Academic Radiology | 2017
D. R. Rutgers; Fleur van Raamt; Anouk van der Gijp; Christian P. Mol; Olle ten Cate
RATIONALE AND OBJECTIVES The psychometric characteristics of image-based test items in radiological written examinations are not well known. In this study, we explored difficulty and discriminating power of these test items in postgraduate radiological digital examinations. MATERIALS AND METHODS We reviewed test items of seven Dutch Radiology Progress Tests (DRPTs) that were taken from October 2013 to April 2017. The DRPT is a semiannual formative examination, required for all Dutch radiology residents. We assessed several stimulus and response characteristics of test items. The response format of test items included true or false, single right multiple choice with 2, 3, 4, or ≥5 answer options, pick-N multiple-choice, drag-and-drop, and long-list-menu formats. We calculated item P values and item-rest-correlation (Rir) values to assess difficulty and discriminating power.
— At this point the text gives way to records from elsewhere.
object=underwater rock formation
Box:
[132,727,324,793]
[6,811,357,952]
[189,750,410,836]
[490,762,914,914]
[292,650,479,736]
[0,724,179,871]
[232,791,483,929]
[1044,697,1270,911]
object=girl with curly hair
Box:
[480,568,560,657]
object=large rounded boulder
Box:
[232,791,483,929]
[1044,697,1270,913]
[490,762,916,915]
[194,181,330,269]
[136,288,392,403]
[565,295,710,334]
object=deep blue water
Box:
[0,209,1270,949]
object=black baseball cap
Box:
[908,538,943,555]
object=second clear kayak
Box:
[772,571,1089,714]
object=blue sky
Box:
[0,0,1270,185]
We performed linear regression analysis in image-based test items to investigate whether P and Rir values were significantly related to stimulus and response characteristics. Also, we compared psychometric indices between image-based test items and text-alone items. RESULTS P and Rir values of image-based items (n = 369) were significantly related to the type of response format (P < .001), and not to which of the seven DRPTs the item was obtained from, radiological subspecialty domain, nonvolumetric or volumetric character of images, or context-rich or context-free character of the stimulus. When accounted for type of response format, difficulty and discriminating power of image-based items did not differ significantly from text-alone items (n = 881). Test items with a relatively large number of answer options were generally more difficult, and discriminated better among high- and low-performing candidates. CONCLUSION In postgraduate radiological written examinations, difficulty and discriminating power of image-based test items are related to the type of response format and are comparable to those of text-alone items. We recommend a response format with a relatively large number of answer options to optimize psychometric indices of radiological image-based test items.